Le persone, come ad esempio i famigliari, che assistono al cambiamento dovuto al disturbo depressivo si trovano spesso confuse. Non capiscono come mai la persona depressa non reagisca ma diventi sempre più apatica ed arrabbiata. In alcuni casi tentano quindi di stimolare o incoraggiare ma spesso si ha un effetto controproducente. Molte volte conseguono infatti risposte di rabbia e “chiusura”. Perchè? Ad esempio, la persona sofferente crede che gli altri “banalizzino” i suoi problemi, vive sensi di colpa per l’incapacità di reazione, effettua dei tentativi ma eccessivi date le sue risorse. Il rischio quindi di occuparsi del paziente affetto da un disturbo depressivo è l’aggravamento dello stato e la compromissione delle relazioni famigliari, coniugali, sociali e lavorative.

3. Le Cause del Disturbo Depressivo Maggiore

Il disturbo depressivo maggiore è causato da una concomitanza di fattori. Fra i più frequenti troviamo:

  • Fattori genetici: la familiarità per disturbi dell’umore è un fattore predisponente
  • Fattori biologici: gli studi evidenziano una alterazione nella regolazione di alcuni neurotrasmettitori
  • Fattori psicosociali: di solito, le persone con bassa autostima, tendenza al rimuginio mentale e tendenza a selezionare dall’ambiente le “informazioni negative” sono più predisposte a sviluppare il disturbo depressivo.
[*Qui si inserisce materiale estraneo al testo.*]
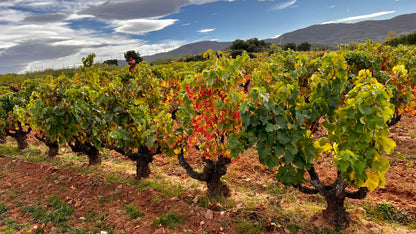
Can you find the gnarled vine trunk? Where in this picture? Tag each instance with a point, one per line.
(335, 195)
(143, 158)
(88, 149)
(53, 147)
(2, 140)
(20, 135)
(212, 173)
Questi fattori sono quelli che “predispongono” la persona a poter sviluppare il disturbo depressivo maggiore ma bisogna tenere conto di ulteriori fattori chiamati “scatenanti”. Questi ultimi, sono eventi di vita sia positivi che negativi. Fra i primi, ad esempio, troviamo la nascita di un figlio, il matrimonio o un evento positivo ma altamente stressante. Per quanto riguarda i negativi, possiamo portare l’esempio del lutto, della perdita del lavoro, di un evento traumatico, ecc.
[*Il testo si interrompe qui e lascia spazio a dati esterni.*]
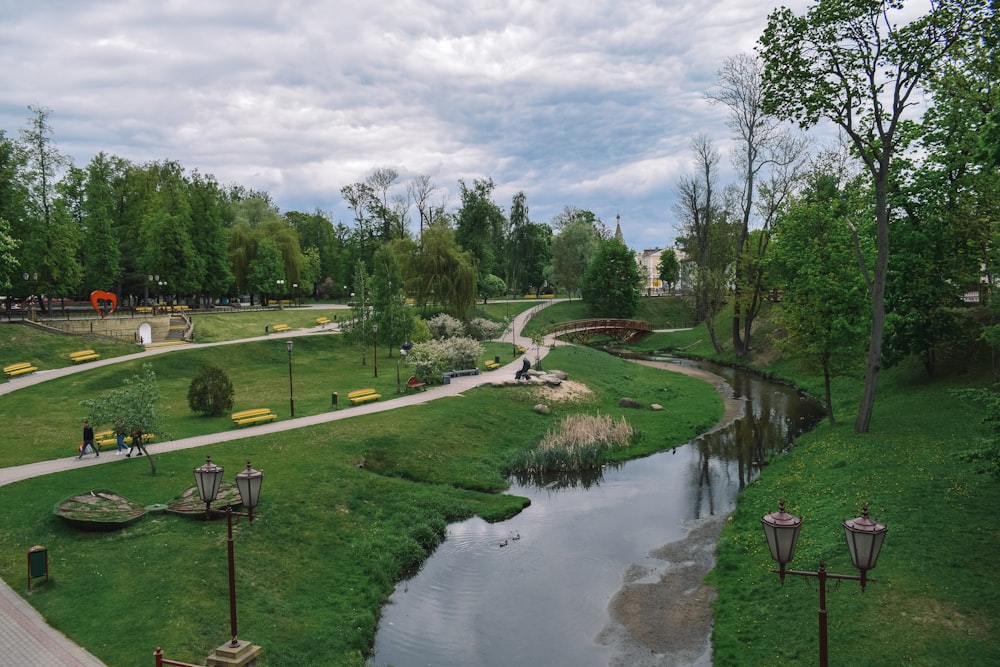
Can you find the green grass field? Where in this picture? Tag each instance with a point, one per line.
(331, 538)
Infine, il disturbo depressivo maggiore può verificarsi come disturbo a sé o manifestarsi come disturbo associato a:

  • Disturbi psicologici (es. disturbo da panico, disturbo post-traumatico da stress o distubo ossessivo-compulsivo),
  • Disturbi alimentari (es. anoressia e bulimia nervosa),
  • Condizioni mediche (es. cardiovascolari, neurologiche, tumori),
  • Comportamenti nocivi (es. abuso di alcol, gioco patologico, uso di droghe).
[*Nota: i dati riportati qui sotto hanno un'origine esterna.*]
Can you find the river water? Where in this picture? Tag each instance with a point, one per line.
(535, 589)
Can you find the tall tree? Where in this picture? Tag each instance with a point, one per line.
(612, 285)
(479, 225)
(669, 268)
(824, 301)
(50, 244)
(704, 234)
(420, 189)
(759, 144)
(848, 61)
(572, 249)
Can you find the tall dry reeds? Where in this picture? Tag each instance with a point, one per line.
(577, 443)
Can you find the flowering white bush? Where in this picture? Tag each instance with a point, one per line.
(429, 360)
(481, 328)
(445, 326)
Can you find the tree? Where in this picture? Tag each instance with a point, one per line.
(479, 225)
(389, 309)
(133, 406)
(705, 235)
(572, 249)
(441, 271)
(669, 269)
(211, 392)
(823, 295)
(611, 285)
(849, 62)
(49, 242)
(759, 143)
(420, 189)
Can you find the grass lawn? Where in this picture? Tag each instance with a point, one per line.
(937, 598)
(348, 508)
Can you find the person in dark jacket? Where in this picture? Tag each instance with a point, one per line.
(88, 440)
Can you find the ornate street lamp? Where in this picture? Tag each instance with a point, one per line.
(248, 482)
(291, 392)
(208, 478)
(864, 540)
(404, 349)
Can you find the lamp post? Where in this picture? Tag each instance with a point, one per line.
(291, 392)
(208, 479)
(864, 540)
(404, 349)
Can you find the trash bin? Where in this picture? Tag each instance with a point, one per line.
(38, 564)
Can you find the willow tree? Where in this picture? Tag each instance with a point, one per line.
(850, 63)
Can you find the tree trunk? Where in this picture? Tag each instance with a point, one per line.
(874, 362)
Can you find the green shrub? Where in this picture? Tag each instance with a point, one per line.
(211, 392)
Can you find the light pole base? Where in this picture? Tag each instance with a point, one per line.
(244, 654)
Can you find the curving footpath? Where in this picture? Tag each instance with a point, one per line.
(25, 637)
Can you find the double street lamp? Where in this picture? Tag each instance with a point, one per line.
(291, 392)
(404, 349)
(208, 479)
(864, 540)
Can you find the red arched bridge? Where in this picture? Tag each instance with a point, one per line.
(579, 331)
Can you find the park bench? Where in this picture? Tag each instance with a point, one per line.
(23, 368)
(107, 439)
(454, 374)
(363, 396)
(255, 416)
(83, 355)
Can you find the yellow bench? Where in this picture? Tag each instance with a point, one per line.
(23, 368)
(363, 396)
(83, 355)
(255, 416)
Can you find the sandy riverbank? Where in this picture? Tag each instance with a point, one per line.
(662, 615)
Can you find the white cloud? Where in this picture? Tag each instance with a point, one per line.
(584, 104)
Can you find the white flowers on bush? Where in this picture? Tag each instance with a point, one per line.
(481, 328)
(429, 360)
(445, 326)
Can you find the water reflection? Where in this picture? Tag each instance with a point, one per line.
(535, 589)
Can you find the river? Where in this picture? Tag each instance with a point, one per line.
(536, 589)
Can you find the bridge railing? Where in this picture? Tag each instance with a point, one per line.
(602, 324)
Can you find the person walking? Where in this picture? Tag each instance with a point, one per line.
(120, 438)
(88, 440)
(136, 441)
4. Il trattamento del Disturbo Depressivo Maggiore

Prima di procede ad un trattamento psicoterapeutico bisogna valutare, con l’intervento del medico di medicina generale o di uno specialista, la valutazione dello stato fisico. Bisogna infatti escludere la presenza di malattie che possano indurre sintomi depressivi.

Bisogna inoltre valutare se la persona ha effettuato precedenti trattamenti psicoterapeutici e/o farmacologici. In questo caso, le informazioni acquisite hanno lo scopo di verificare cosa sia o non sia stato efficace.

È possibile la somministrazione di test al fine di valutare lo stato dell’umore all’inizio ed al termine del trattamento per la valutazione degli esiti.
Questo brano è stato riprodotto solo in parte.